He was promoted to Lieutenant–Colonel at the end of 1808 and fought in the Battle of Corunna in Spain in early 1809 during the Peninsular War. In 1810, Ross was made a full Colonel as well as aide-de-camp to the King. In 1813, Ross was sent to serve under Arthur Wellesley and commanded his regiment at the battles of Vittoria, Roncesvalles, and Sorauren that year. He was seriously wounded in the left side of his neck at the Battle of Orthez, on 27 February 1814, and had just returned to service when he was given command of an expeditionary force to attack the United States.
War of 1812
Ross sailed to North America as a Major General to take charge of all British troops off the east coast of the United States. He personally led the British troops ashore in Benedict, Maryland, and marched through Upper Marlboro, Maryland, to the attack on the Americans at the Battle of Bladensburg on 24 August 1814, causing the hastily organised militia of the American army to collapse into a rout. Moving on from Bladensburg, Ross moved on to nearby Washington, D.C., and was fired upon; his horse was shot from under him. The public buildings, facilities and Navy Yards of the city, including the United States Capitol and the White House were burned as retaliation for destructive American raids into Canada, most notably the Americans' Burning of York earlier in 1813, which were themselves in retaliation to British raids into the United States. Controversy surrounds Ross's decision to destroy public property but spare a lot of private property during the burning. In reality several private properties were completely destroyed or damaged. , 1814 Ross then was persuaded to attack Baltimore, Maryland. His troops landed at the southern tip of the "Patapsco Neck" peninsula of southeastern Baltimore County at North Point, twelve miles southeast from the city, on the morning of 12 September 1814. En route to what would be the Battle of North Point, a part of the larger Battle of Baltimore, the British advance encountered American skirmishers. General Ross rode forward to personally direct his troops. An American sharpshooter shot him through the right arm into the chest. According to Baltimore tradition, two American riflemen, Daniel Wells, 18, and Henry McComas, 19, fired at him and one of them had fired the fatal shot. Ross died while he was being transported back to the fleet. Ross's body was preserved in a barrel of 129 gallons of Jamaican rum aboard HMS Tonnant. When the Tonnant was diverted to New Orleans for the forthcoming battle in January 1815, his body was shipped on the British ship HMS Royal Oak to Halifax, Nova Scotia, where his body was interred on 29 September 1814 in the Old Burying Ground.

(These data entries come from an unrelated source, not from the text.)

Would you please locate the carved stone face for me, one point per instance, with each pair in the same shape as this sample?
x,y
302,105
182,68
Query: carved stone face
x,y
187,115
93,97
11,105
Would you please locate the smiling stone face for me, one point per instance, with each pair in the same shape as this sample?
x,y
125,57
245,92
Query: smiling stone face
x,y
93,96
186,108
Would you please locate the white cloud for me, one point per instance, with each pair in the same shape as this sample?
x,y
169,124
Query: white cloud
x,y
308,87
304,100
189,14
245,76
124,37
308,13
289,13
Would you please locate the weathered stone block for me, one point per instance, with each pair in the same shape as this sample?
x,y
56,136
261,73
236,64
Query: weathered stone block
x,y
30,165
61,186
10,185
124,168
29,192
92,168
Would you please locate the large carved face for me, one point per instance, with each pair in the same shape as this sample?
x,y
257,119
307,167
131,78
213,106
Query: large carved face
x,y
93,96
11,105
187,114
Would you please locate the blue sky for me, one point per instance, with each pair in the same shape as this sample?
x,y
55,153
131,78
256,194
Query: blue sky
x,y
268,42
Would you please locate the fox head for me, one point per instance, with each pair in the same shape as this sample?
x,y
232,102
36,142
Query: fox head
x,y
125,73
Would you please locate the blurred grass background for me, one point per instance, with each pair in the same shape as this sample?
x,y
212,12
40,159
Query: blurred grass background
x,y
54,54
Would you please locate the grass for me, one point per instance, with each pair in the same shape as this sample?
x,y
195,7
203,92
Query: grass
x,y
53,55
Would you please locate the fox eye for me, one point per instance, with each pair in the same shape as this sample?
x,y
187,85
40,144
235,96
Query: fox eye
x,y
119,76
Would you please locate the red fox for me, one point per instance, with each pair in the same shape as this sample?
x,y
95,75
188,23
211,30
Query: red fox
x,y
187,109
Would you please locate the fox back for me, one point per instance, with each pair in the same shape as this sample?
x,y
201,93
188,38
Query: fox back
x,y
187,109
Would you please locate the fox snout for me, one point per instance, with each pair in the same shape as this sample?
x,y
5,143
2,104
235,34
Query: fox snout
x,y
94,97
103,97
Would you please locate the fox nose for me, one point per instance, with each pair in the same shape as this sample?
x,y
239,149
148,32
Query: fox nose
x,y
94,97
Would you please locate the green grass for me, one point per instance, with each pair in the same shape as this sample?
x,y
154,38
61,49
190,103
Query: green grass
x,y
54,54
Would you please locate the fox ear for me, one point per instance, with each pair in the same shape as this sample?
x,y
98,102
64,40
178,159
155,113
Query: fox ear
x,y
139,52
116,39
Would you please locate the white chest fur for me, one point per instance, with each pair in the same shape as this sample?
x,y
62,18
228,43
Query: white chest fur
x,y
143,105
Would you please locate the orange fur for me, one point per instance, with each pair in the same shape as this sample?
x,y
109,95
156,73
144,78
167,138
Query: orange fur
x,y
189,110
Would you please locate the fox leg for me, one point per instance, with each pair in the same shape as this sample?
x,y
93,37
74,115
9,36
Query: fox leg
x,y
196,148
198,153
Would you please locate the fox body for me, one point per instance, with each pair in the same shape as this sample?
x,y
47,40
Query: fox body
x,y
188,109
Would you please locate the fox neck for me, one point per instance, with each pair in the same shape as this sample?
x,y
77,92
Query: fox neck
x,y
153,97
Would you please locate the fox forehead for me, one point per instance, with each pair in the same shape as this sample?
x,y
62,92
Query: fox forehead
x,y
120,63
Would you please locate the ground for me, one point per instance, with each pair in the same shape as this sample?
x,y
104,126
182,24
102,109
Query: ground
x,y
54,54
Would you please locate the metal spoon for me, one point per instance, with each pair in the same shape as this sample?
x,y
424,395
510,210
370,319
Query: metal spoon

He is commemorated by a 99-foot granite obelisk near the shoreline of Carlingford Lough in the Ross home village of Rostrevor, County Down in Northern Ireland, as well as by a monument in St Paul's Cathedral in London, England. The inscription on the monument reads: By the beginning of the Troubles in the 1960s, the monument in Rostrevor - now located in a predominantly Roman Catholic region - was largely neglected and overgrown by brambles; this may have contributed to its avoiding the same fate as Nelson's Pillar in Dublin, which was reportedly blown up by the IRA in 1966. After the Good Friday Agreement in 1998, the Newry and Mourne District Council, though largely Irish republican, agreed to refurbish the monument as part of Rostrevor's history, and it was reopened in 2008. Neither General Ross nor his immediate descendants were knighted or received a title of nobility. However, his descendants were given an augmentation of honour to the Ross armorial bearings and the family name was changed to the victory title"Ross-of-Bladensburg", which was granted to his widow. In honour of the history of Washington, D.C., there is also a portrait of Ross in the U. S. Capitol's rotunda and several illustrations in various War of 1812 historical sites in the Baltimore area, including a Monument near the site off Old North Point Road where he supposedly was shot. Additional details and exhibits have been preserved in various Baltimore historical institutions, such as the Star Spangled Banner Flag House and the National Park Service site of Fort McHenry's visitor center exhibits and in the local Dundalk-Patapsco Neck Historical Society museum in Dundalk, Maryland. Traditionally the two snipers/riflemen "Wells and McComas" were buried in a local churchyard mourned by their fellow soldiers and citizens of the Town, but later in the 1850s were exhumed and reburied after elaborate processions and funerals in a monumental tomb in Ashland Square, off of Orleans Street and North Gay Street in the Jonestown/Old Town neighborhood of East Baltimore. City streets were also named for them in South Baltimore.